13 March 2026, 16:12

Berliner Staatsoper 2026/27: Sechs Neuproduktionen und ein Beethoven-Jubiläum

Ein großer Saal voller Musikinstrumente, Stühle und Ständer mit Papieren, mit stehenden und sitzenden Menschen und einer von Lampen beleuchteten Decke, die den Hauptsaal der Berliner Philharmonie zeigt.

Was die Staatsoper für die nächste Saison geplant hat - Berliner Staatsoper 2026/27: Sechs Neuproduktionen und ein Beethoven-Jubiläum

Die Berliner Staatsoper Unter den Linden hat ein ehrgeiziges Programm für die Spielzeit 2026/27 vorgestellt. Sechs Neuproduktionen werden auf die Bühne kommen, darunter selten aufgeführte Werke und ein prominent besetzter Gastauftritt. Zudem bereitet sich das Haus auf internationale Gastspiele und die Feier eines bedeutenden Jubiläums im Jahr 2027 vor.

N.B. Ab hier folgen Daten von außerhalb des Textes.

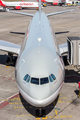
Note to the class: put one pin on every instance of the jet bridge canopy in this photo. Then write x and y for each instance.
(74, 50)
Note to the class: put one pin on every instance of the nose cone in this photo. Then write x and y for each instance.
(39, 92)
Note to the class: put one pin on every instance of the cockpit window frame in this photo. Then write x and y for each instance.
(27, 78)
(52, 78)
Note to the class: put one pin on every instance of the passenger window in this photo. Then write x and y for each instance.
(44, 80)
(35, 81)
(52, 78)
(26, 78)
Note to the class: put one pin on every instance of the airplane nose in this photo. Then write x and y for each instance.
(39, 92)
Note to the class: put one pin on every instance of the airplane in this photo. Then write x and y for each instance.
(18, 5)
(39, 69)
(52, 2)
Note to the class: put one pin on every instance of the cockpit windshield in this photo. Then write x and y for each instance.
(26, 78)
(44, 80)
(35, 81)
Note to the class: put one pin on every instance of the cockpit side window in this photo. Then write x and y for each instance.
(26, 78)
(44, 80)
(35, 81)
(52, 78)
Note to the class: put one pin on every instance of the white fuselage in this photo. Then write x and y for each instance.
(39, 58)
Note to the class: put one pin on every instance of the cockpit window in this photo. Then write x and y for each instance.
(44, 80)
(35, 81)
(26, 78)
(52, 78)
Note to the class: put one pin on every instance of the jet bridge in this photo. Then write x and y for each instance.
(73, 50)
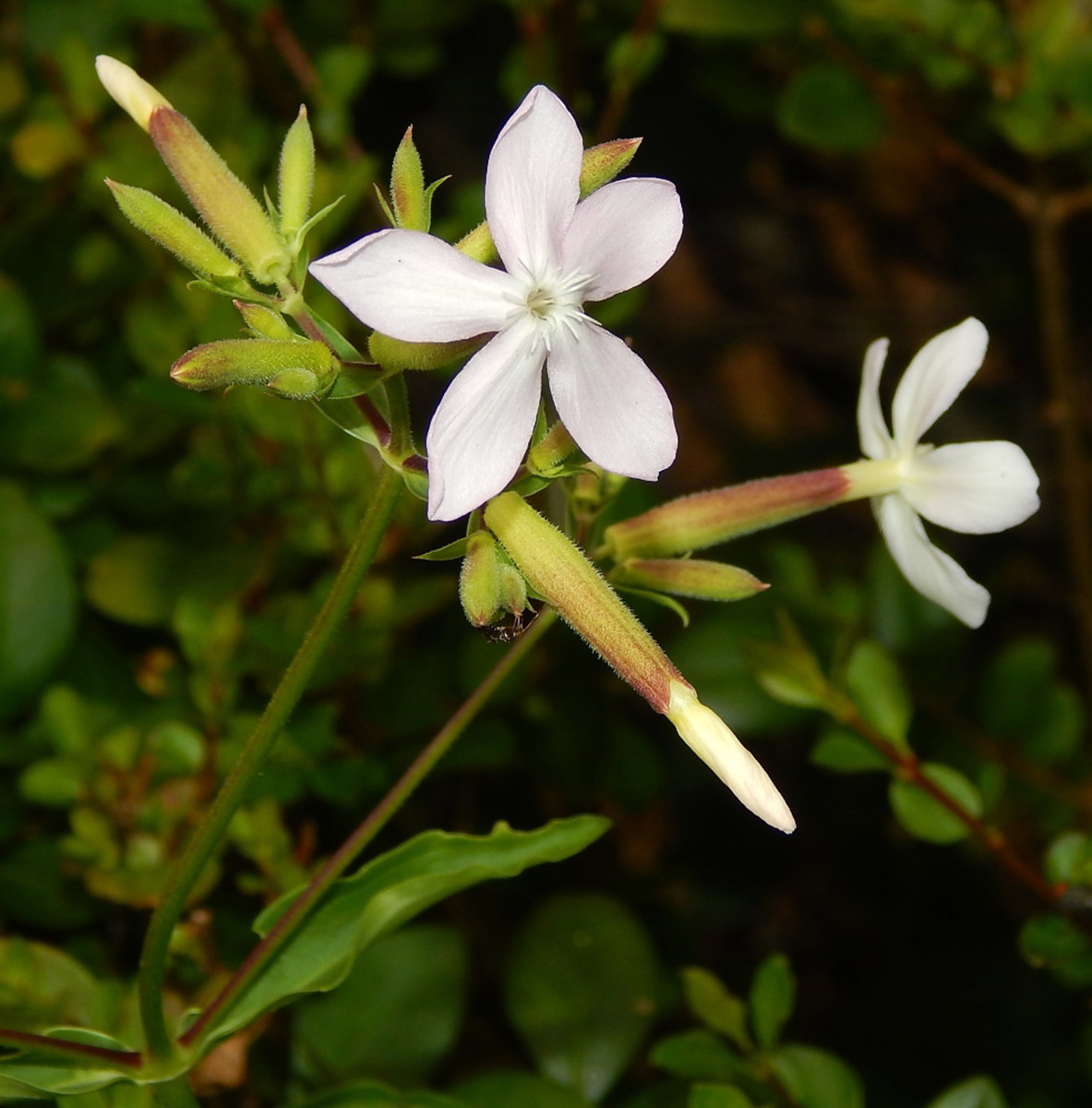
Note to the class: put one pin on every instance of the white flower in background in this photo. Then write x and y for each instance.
(558, 253)
(977, 488)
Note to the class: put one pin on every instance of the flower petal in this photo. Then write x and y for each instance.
(875, 439)
(417, 288)
(533, 183)
(622, 234)
(931, 572)
(937, 375)
(977, 488)
(610, 403)
(482, 427)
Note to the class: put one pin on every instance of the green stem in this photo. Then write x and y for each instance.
(28, 1041)
(207, 837)
(260, 957)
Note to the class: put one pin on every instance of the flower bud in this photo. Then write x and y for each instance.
(705, 519)
(603, 163)
(707, 581)
(558, 572)
(223, 202)
(295, 178)
(174, 232)
(297, 369)
(395, 354)
(264, 322)
(131, 91)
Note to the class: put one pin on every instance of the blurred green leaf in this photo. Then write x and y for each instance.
(973, 1092)
(506, 1089)
(387, 892)
(772, 1000)
(829, 108)
(582, 990)
(698, 1056)
(844, 752)
(37, 599)
(925, 817)
(715, 1006)
(818, 1079)
(398, 1012)
(874, 681)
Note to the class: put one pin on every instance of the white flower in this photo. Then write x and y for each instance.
(977, 488)
(558, 255)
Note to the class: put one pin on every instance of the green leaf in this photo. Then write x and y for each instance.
(1053, 943)
(750, 19)
(927, 818)
(718, 1096)
(387, 892)
(818, 1079)
(774, 996)
(698, 1056)
(582, 990)
(829, 108)
(715, 1006)
(973, 1092)
(874, 681)
(509, 1087)
(398, 1012)
(37, 599)
(52, 1073)
(844, 752)
(376, 1095)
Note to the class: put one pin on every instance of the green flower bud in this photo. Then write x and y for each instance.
(297, 369)
(222, 200)
(264, 322)
(297, 176)
(131, 91)
(394, 354)
(603, 163)
(174, 232)
(705, 519)
(707, 581)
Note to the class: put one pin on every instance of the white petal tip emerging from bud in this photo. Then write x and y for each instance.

Die Saison eröffnet mit Giacomo Puccinis Manon Lescaut sowie Gaspare Spontinis La Vestale, die beide ins Repertoire zurückkehren. Ein Höhepunkt ist Engelbert Humperdincks Königskinder – eine persönliche Wahl des Generalmusikdirektors Christian Thielemann. Diese Produktion markiert Thielemanns dritte Spielzeit in dieser Position. Zuvor hatte er den Schauspieler Timothée Chalamet zu einer Aufführung von Tristan eingeladen, dessen jüngste öffentliche Äußerungen über die Oper bereits unter Künstlern und Publikum für lebhafte Diskussionen gesorgt hatten.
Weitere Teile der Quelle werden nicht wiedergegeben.